今日からさっそく、アイナは討伐隊の本部に通うことになるらしい。そこで訓練をして、魔物と戦う準備をするわけだ。


 リリーが用意した服は、きのうの重たいゴワゴワしたのとだいぶ違って動きやすそうだ。いつもどおり体をすりつけてみた。ツルツルしていて、ひざに乗りにくそうだなあ。


「隊から迎えの方がいらっしゃるそうです。まずは隊長にお会いくださいませ」


 リリーが前に立って、部屋を出る。緊張した感じのアイナの足元で、僕は自慢のひげをそよそよ言わせて歩く。そういや、外に出るのはこれが初めてだなあ。


「お迎えにあがりました! 召喚者殿ッ!」


 デカイ声に、僕の心臓はヒュっとなった。お迎えの人は男ですよ。僕はもう慣れたもので、さっさとアイナの影に入った。


 リリーに見送られて、本部とやらに向かう。僕らがいたのは、いくつもある建物のうちのひとつみたい。スケールが違う、って言えばいいのかな? 家の中しか知らなかった僕が、たくさん建物が並んでいるのを見て歩くなんてねえ。影に入る魔法を使えなければ、見られなかった景色だ。


「こちらでございます! 自分はこれで!」

「あ、ありがとう」


 アイナがお礼を言うと、男は大げさな身振りをしていなくなった。声のデカイ男は特に苦手だからね、少しホッとした。


 さて、男が「こちら」とアイナを連れてきたのは、なんだかスカスカした感じの建物だ。さっきまでいた建物の床はふわふわだったのに、こっちは歩くとギシギシ言う。猫なりに、雑な作りなんだなって観察したね。


 アイナは扉を叩こうとしたんだけど、その前に別の男が顔を出した。まあ、あれだけデカイ声がすれば中にいる人も気付くよね。


「アイナ殿か」


 そう聞いた男の声は、さっきのヤツよりはだいぶ落ち着いていて、見た目もお品がいいかな。男の髪の毛の、薄い茶色で思い出したよ。アイナがママになる前に僕が住んでいた、猫がたくさんいる家。そこでつるんでたダチの茶トラがこんな色だった。かなりやんちゃなやつで、ナベをひっくり返したりお風呂にドボンしたり。一緒に怒られてさんざんだったね。


 茶トラ男はアイナを硬そうな椅子に座らせた。おいおい、柔らかいソファはないのかよ。そんなわけで僕はしばらく影の中にいることにした。


「私は討伐隊の隊長をしている、ロシュ・クラネス。

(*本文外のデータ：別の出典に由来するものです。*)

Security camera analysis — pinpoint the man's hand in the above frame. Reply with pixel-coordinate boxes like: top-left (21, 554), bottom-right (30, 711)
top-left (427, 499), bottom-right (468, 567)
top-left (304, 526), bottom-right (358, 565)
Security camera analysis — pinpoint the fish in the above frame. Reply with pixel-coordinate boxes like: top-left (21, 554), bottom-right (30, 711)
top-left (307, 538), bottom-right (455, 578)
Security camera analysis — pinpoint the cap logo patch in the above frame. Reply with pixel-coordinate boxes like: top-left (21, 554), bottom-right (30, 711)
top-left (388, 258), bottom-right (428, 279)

アイナ・アサカワ、あなたの入隊を歓迎します」

「よろしくお願いします、ええと、すみません……隊長?」

「それでかまわないよ」

「ありがとうございます……」


 名前は……ん、なんだって? 茶トラ男はにっこりしてみせたけど、すっと真顔になった。


「すでに聞いていると思うが、国内での魔物の被害が増えていてね。あなたには、早めに戦力になってもらえるとありがたい。剣術の経験は?」

「いえ……ごめんなさい、まったく」

「格闘術などは?」

「何も……ないんです」


 茶トラ男は表情を変えなかったけど、内心焦っているじゃないかと推測するね。あのじーさん、やっぱり無茶振りだったんじゃないか?

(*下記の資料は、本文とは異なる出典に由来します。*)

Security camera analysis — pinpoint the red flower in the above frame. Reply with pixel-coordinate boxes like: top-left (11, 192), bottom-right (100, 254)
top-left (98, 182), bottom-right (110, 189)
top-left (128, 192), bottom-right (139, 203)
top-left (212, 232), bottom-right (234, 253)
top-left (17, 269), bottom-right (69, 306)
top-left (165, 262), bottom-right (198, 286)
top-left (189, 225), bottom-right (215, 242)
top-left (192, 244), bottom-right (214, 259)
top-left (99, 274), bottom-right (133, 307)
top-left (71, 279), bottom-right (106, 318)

「ふむ……さっそくですまないが、あなたの実力を見せてもらってもいいだろうか?」

「はぁ……」


 いざとなったら、僕の実力を見せてやるけどね。とはいえ、僕も実戦経験は少ないんだよなあ。家に虫が出たら、絶対にアイナより先に見つけてたんだけど。討伐数はアイナの方が上だ。

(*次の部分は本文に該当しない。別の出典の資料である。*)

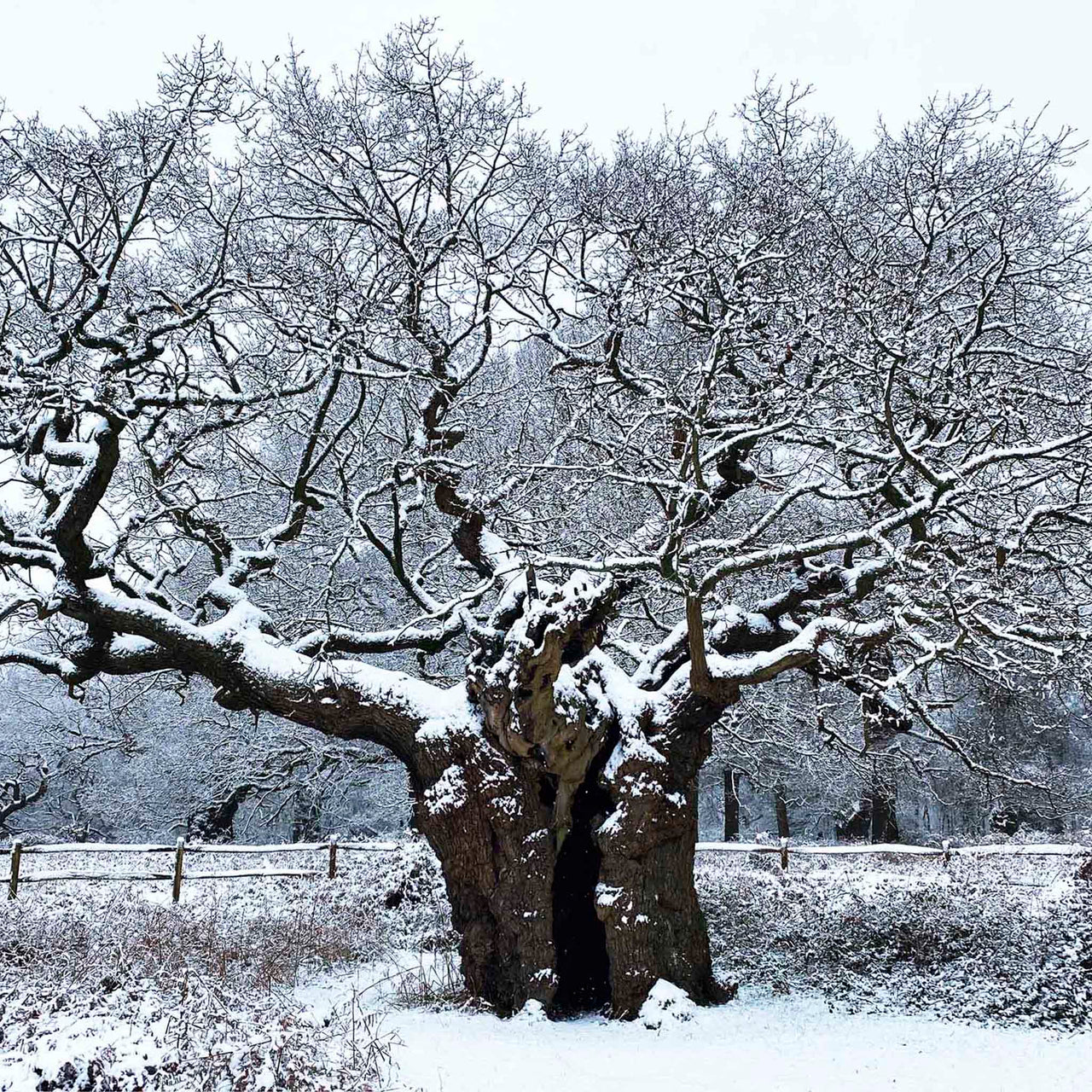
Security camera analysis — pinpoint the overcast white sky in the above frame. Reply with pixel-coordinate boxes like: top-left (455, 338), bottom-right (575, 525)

 僕らはギシギシいう建物を出て、おひさまの当たる砂地に来た。茶トラ男はアイナに、長い棒を渡す。


「持ってみてくれるか」

「剣……ですか。初めて触るんですが」

「これは訓練用で刃がない。大丈夫だよ」


 こわごわと茶トラ男から剣とやらを受け取るアイナ。


「意外と、重いんですね」


 腰が引き気味だよ、アイナ。だけど僕が気になったのは、茶トラ男の表情のほうだ。


「重いか」

「重いですね」


 なんだ? この会話は。茶トラ男はフーっとため息をついた。


「やはり、召喚者はただ者ではないか」

「どういうことでしょうか?」

「普通の女性が、初めてでそのような持ち方をできるわけがない」

「……ええと」

「訓練用とはいえ、重量はそれなりにある。そんな持ち方をして立っていられるものか」


 アイナはちょっと考えて、剣を持ち直した。今度は頭上に掲げてみせる。


「こんなこと、できるはずはないと」

「そうなるな」


 僕に魔法が使えたように、どうやらアイナにも不思議な力が備わっているらしい。それはめでたいことなんだけど。茶トラ男がアイナに剣の持ち方を教える時、体に触ってるのが気に食わないんだよな。